There are social currents today that want to isolate religion from other forms of knowledge and experience in order to marginalise it. One of the things which I challenge is the desire to separate Christianity from rational inquiry. Many of our 'new atheists' seem unable to cope with the notion of an intelligent, reflective Christian faith. But the Catholic Christian tradition is characterised by a close relationship between reasoned understanding and religious faith. Faith for us is the flowering of reason, not its betrayal. Catholic Christianity is characterised by three things: first of all, the richness of its spiritual and mystical traditions; secondly, the clarity of its theology which brings theology and philosophy together and gives us an articulate intellectual expression of the knowledge born of faith; and thirdly, the stability and strength of its structure as a community held in communion and truth by the Pope and Bishops.
Our faith is not founded on the conclusions of reason, but it is grounded in the Logos, the expressive Word that comes from God, and it is compatible with reasoned thought. Pope Benedict has drawn our attention to this in the early Christian centuries when he said that the 'inner rapprochement between Biblical faith and Greek philosophical inquiry was an event of decisive importance' for world history.2 This can be seen even in the New Testament where St Paul is not afraid to draw upon ideas from Stoic philosophy which he weaves into his Biblical, Jewish and Christian themes. He says that Christians should keep a right mind, practising a discernment to choose the better, aiming at the right end, seeking contentment (in Greek: autarkeia) in their state of life, with joy even when suffering, because they live in a commonwealth (in Greek: politeuma). 3
St Paul derives these ideas from Stoic philosophers and he uses them as a Christian thinker. Non-Christian ideas have found their way into the Christian Scriptures. The Wisdom writings of the Old Testament are permeated by Greek philosophical ideas. And why not? As Pope Benedict has reminded us, from its very beginning Christian thought has drawn upon ideas in non-Christian philosophy and culture and seen them as 'seeds' of the divine Word that becomes enfleshed in Christ. Christ is the fulfilment of the divine presence in the minds and hearts of all human beings, the fulfilment of culture and social life.
This is one of the reasons why, for this lecture series, I wanted this Cathedral to be a place for people to listen to matters pertaining to religion in the secular society in which we live here in Britain. I wanted religion to be seen to be open to the questions of those who do not believe; those who call themselves agnostic or atheistic. As always, the interesting question about atheism is 'what is the theism that is being denied?' Have you ever met anyone who believes what Richard Dawkins doesn't believe in? I usually find that the God that is being rejected by such people is a God I don't believe in either. I simply don't recognise my faith in what is presented by these critics as Christian faith.

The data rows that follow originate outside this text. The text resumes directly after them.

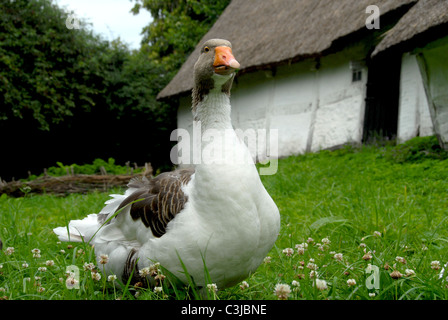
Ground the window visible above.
[352,70,362,82]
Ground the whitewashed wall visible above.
[178,45,367,164]
[397,53,434,142]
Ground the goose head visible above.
[193,39,240,109]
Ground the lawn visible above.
[0,137,448,300]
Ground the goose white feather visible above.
[54,39,280,288]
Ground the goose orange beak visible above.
[213,46,240,75]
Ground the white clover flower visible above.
[31,248,40,258]
[333,253,344,261]
[207,283,218,292]
[138,267,150,277]
[92,272,101,281]
[306,260,319,270]
[82,262,95,271]
[107,274,117,282]
[395,256,406,264]
[282,248,294,257]
[274,283,291,300]
[404,269,415,277]
[347,279,356,287]
[431,260,440,270]
[313,279,328,290]
[65,277,79,289]
[98,254,109,264]
[149,262,160,277]
[154,287,163,293]
[240,281,249,290]
[45,260,54,267]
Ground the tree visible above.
[132,0,230,78]
[0,0,107,130]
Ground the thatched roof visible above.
[158,0,416,99]
[372,0,448,55]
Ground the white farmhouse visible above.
[158,0,448,164]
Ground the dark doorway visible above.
[363,55,401,143]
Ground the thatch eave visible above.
[157,0,417,100]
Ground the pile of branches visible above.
[0,164,153,197]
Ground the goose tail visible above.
[53,213,101,242]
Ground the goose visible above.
[53,39,280,289]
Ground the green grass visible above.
[0,138,448,300]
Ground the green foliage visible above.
[0,0,107,130]
[133,0,230,79]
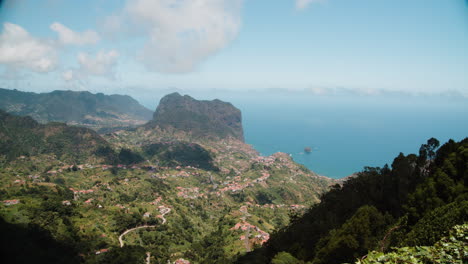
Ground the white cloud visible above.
[62,70,74,82]
[104,0,242,73]
[78,50,119,76]
[50,22,100,45]
[296,0,325,10]
[62,50,119,82]
[0,23,57,72]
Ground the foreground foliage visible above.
[356,224,468,264]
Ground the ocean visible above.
[139,92,468,178]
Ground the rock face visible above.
[0,89,152,130]
[148,93,244,141]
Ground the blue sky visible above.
[0,0,468,99]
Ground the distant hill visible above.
[0,89,152,130]
[237,138,468,264]
[0,110,115,162]
[146,93,244,141]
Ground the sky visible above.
[0,0,468,102]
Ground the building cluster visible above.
[2,199,20,206]
[230,221,270,245]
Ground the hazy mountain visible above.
[0,110,113,163]
[147,93,244,141]
[0,89,152,130]
[237,138,468,264]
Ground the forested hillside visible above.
[237,138,468,264]
[0,89,152,130]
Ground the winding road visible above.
[119,208,171,247]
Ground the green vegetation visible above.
[147,93,244,140]
[0,110,112,163]
[356,224,468,264]
[238,139,468,264]
[0,110,332,263]
[0,89,152,131]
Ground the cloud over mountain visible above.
[0,23,57,72]
[50,22,100,45]
[105,0,242,73]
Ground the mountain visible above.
[237,138,468,264]
[0,89,152,130]
[0,94,336,263]
[147,93,244,141]
[0,110,116,163]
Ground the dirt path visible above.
[119,225,156,247]
[119,208,171,248]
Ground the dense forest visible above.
[237,138,468,264]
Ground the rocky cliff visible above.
[147,93,244,141]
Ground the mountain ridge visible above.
[145,92,244,141]
[0,88,152,130]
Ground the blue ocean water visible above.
[229,96,468,178]
[142,92,468,178]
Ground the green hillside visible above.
[237,139,468,264]
[0,89,152,130]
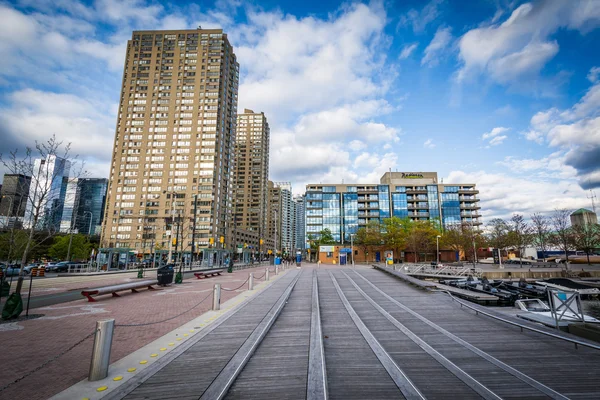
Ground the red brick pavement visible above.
[0,266,276,400]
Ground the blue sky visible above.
[0,0,600,220]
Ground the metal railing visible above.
[435,290,600,350]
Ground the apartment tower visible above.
[233,109,270,248]
[101,28,239,254]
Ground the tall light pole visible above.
[350,233,354,267]
[435,235,441,266]
[163,190,175,264]
[83,211,93,236]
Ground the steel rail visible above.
[354,271,568,400]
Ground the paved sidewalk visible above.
[0,266,273,399]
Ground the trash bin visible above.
[156,264,175,286]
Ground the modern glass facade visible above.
[342,193,358,241]
[305,172,481,247]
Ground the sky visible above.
[0,0,600,221]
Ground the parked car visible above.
[23,263,42,274]
[0,264,21,276]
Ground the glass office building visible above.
[305,172,481,244]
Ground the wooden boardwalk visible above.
[112,268,600,400]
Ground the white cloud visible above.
[587,67,600,83]
[457,0,600,83]
[481,126,509,147]
[423,139,435,149]
[398,0,444,33]
[481,126,508,140]
[398,43,419,60]
[523,82,600,188]
[421,27,452,67]
[235,3,389,118]
[444,167,588,222]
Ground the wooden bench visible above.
[81,280,158,302]
[194,268,227,279]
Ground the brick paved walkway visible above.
[0,266,276,400]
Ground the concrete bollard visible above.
[88,319,115,382]
[212,283,221,311]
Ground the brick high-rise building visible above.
[101,28,239,260]
[233,109,270,248]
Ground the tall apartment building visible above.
[306,172,481,242]
[273,182,296,254]
[0,174,31,227]
[101,28,239,254]
[294,195,306,250]
[23,155,71,231]
[233,109,270,248]
[570,208,598,226]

In Britain today, I detect among many people a sense of loss, of not being in touch with living sources that can nourish them. They want to live by shared values that can sustain our society but do not know where to find them. They want to find a context that can give their lives a deep meaning, but, again, are unable to find it. There are unspoken aspirations in people's lives that modern culture does not permit them to express. People's spiritual and religious impulses are not being channelled in a deep enough way because there is a pervasive message that to commit yourself to God through a religious faith is to take a step back from being independent and mature.
Pope Paul VI was prophetic when he said that 'the split between the Gospel and culture is undoubtedly the tragedy of our time'.4 In Britain today, we are surely witnessing such a split and to know how to address it, it might be helpful to recall the first moments when Christianity begins to be part of European life. In the Acts of the Apostles Chapter 17, when St Paul goes to Athens for the first time, he is simply appalled by its worship of false idols, by how far it is from knowing the one true God. (Remember that idolatry is the great sin in the Bible.) But Paul's response to this pagan idolatry is significant: instead of fulminating against it, he speaks with people in the market place and he engages in conversation the intellectuals of Athens, the Epicurean and Stoic philosophers. His initial revulsion flows into a dialogue with the unbelievers of Athens.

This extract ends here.